Tasty tasty corn smut.

Ag folks or gardeners might be familiar with the fungal infection of the corn ear.

All of the sudden, the ears shoot off spongey gray protrusions, indicating that the plant won’t produce corn but simply fungus.

When it would show up on the farm garden—usually in wet years, it seemed—Dad would cut out the corn stalk and throw it on the brush pile.

He once told me that American Indians had eaten it. Despite our “waste not” attitude, we never once ventured to try the alien-looking growths.

You eat with your eyes, and simply put, to our untrained eyes, it looked disgusting.

The Aztecs, who, come to find out, actually farmed it, felt the same way, calling it huitlacoche, which translates to raven poop.

It turns out to be a delicacy both in central Mexico and with some Native American tribes. Some people also call it corn truffle.

I only learned this after I saw an article on the Internet.

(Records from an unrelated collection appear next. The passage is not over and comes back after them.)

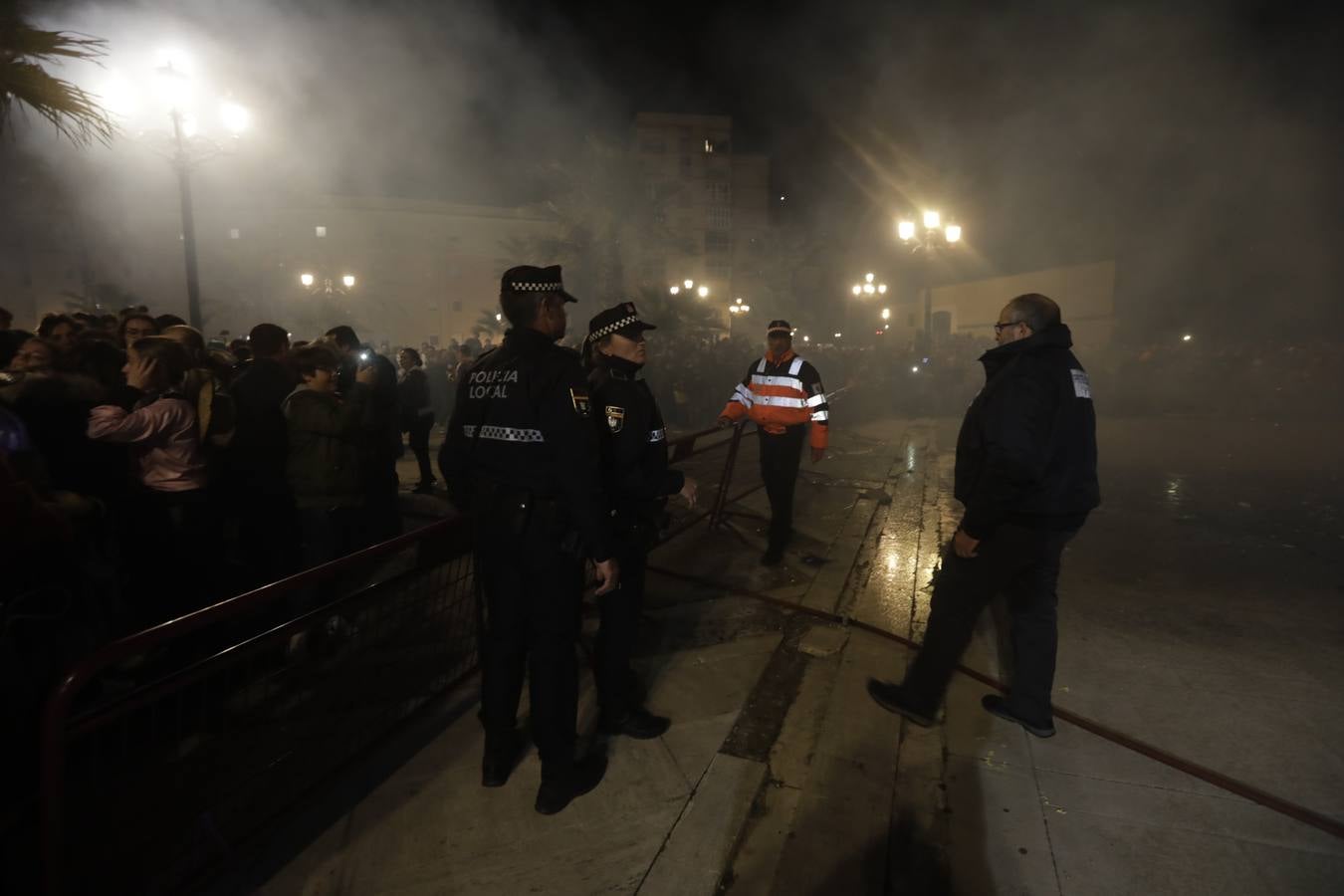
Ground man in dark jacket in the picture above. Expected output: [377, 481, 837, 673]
[227, 324, 299, 587]
[327, 324, 402, 544]
[868, 293, 1101, 738]
[439, 265, 619, 815]
[583, 303, 696, 740]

After reading about it, the next day, while working in my garden, I noticed one of my corn plants had the telltale fungal growth on an ear. I took it as a sign. I would try corn smut.

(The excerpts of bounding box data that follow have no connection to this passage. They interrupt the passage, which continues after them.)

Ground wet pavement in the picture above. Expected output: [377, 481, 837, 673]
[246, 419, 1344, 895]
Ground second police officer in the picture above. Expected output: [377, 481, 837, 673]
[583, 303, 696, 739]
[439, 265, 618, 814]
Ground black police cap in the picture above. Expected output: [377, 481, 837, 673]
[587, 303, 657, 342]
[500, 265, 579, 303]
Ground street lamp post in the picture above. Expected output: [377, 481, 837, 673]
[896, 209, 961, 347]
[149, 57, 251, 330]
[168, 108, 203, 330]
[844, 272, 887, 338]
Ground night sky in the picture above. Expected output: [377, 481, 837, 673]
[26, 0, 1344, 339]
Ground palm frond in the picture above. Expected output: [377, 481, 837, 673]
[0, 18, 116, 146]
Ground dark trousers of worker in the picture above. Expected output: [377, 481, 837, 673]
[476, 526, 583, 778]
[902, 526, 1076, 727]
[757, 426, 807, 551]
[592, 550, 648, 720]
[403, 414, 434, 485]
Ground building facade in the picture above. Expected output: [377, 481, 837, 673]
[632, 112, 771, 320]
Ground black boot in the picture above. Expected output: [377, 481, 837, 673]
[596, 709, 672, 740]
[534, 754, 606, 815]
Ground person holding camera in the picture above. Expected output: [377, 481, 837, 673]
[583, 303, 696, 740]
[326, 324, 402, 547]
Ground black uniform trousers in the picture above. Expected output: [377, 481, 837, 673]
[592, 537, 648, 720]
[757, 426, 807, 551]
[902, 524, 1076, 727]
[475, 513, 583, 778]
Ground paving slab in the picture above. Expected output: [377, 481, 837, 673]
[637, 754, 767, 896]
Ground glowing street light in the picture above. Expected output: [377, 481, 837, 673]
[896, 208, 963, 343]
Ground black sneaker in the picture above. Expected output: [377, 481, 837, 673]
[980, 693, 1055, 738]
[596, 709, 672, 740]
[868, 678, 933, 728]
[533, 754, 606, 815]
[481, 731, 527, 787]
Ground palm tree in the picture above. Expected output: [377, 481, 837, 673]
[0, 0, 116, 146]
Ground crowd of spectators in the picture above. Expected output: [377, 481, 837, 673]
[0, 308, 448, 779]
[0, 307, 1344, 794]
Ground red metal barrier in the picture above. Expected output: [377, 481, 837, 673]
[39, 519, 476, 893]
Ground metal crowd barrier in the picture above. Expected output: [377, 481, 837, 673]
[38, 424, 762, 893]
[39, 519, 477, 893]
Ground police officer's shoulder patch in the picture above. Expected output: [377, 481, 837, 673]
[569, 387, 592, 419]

The problem with all this is I lacked a fungal guide, and I feel you always need a guide when eating strange fungus.

Foraging fungus wasn’t new to me. I do love morel mushrooms when I can find them or source them.

But with morels I had at least some teaching and cultural knowledge on their edibility and how to prepare them.

I knew how to spot the dangerous look-alikes, how to cook them and how to soak them, because they’re full of all these tiny bugs that live in their crevices.

With huitlacoche, wel,l I didn’t know what I had to watch out for. I didn’t want to rush and eat some, only to have the cat tell me an hour later I’d eaten the magic kind of corn smut.

Spoiler alert: there is no magic kind of corn smut.

So I asked my Facebook friends about it. Even the braver eaters were a bit sketched out.

Doing more research, I found a mycology group online and asked about the edible and learned that it was safe and there weren’t any dangerous look-alikes, as are common with morels.

Sam and I agreed to take the plunge and make them into a traditional quesadilla with peppers and cotija cheese, as many recipes advocated.

I’ll say it’s a unique taste and texture.

It’s like mixing a mushroom with corn. It has less chew than a regular mushroom, but there’s almost a meatiness to it. In short, it’s great.

When the Aztecs farmed it, they would make little cuts on the plants to infect them, resulting in the fungus.

All of my corn smut has grown on corn that I planted in between my cucumbers and squash.

As the vines climbed, they scratched the leaves, which in turn resulted in the infection.

It’s all been a welcome surprise. My actual non-infected ears aren’t very sweet and pretty starchy.

I don’t know if it’s the ground or variety I planted, but it reminds me of field corn.

So now I go out every morning and hope I catch glimpse of some smut.

If I do I bring it inside, I put it in a Ziplock and cook it that night or the day after.

You probably won’t ever see it in Lindsey’s cooking column or an extension office gardening guide, but trust me.

You’ll like it better than the corn it grows on once you try it.